Posted Mar 31, 2012 8:58 UTC (Sat) by man_ls (subscriber, #15091) [Link]

Because you would be leaking key material like crazy. Even if you used a correct stream mode you would transform the business of running a PRNG into a known plaintext problem, which is about the easiest in cryptography.

True randomness

Posted Mar 31, 2012 13:15 UTC (Sat) by intgr (subscriber, #39733) [Link]

> Because you would be leaking key material like crazy.
> you would transform the business of running a PRNG into a known plaintext
> problem, which is about the easiest in cryptography.

Sorry, but this is nonsense.
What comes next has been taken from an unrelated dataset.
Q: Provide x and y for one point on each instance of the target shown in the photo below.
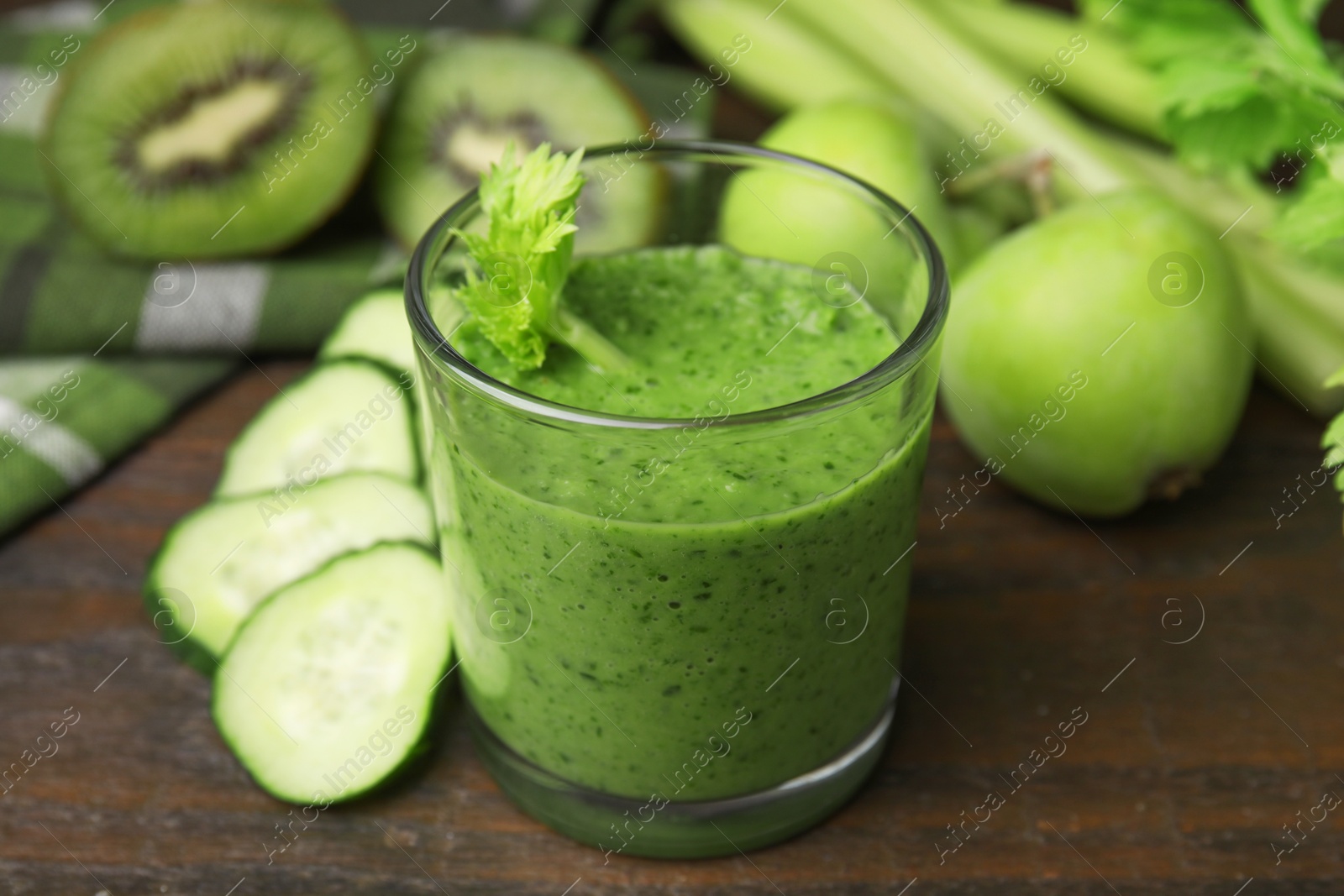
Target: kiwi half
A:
(463, 107)
(213, 129)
In practice, every cryptographic protocol transmits some known (e.g. predictable) plaintext. If a cipher is vulnerable to a known plaintext attack at all, the cipher is simply broken.

In fact, a stream cipher (or a block cipher in CTR mode) in its most basic form, *is* a PRNG -- put a key in and it spits out a pseudorandom keystream. Most cryptographic PRNG systems (Yarrow, Fortuna, CryptGenRandom) do use a cipher this way to generate the output stream -- because ciphers have well-known security properties.

True randomness

Posted Mar 31, 2012 14:29 UTC (Sat) by man_ls (subscriber, #15091) [Link]

Sorry about the confusion, I should have refreshed these things before answering. (This goes to show how non-trivial this random number generation business is.) The original suggestion was to just encrypt /dev/zero which had all the faults described above, because it was not using an IV and key material would be leaking. Correct block cipher modes (not "stream modes" as I said) such as CRT use an initialization vector, use the result of one operation to XOR the next value, and use a counter instead of /dev/zero. All these things are done to avoid a plaintext attack.

Once you take care of these issues, then you have a cryptographic PRNG system. Even so you have to pick a correct cipher to avoid a plaintext attack. And even with good ciphers apparently there are attacks based on the regularity of the input.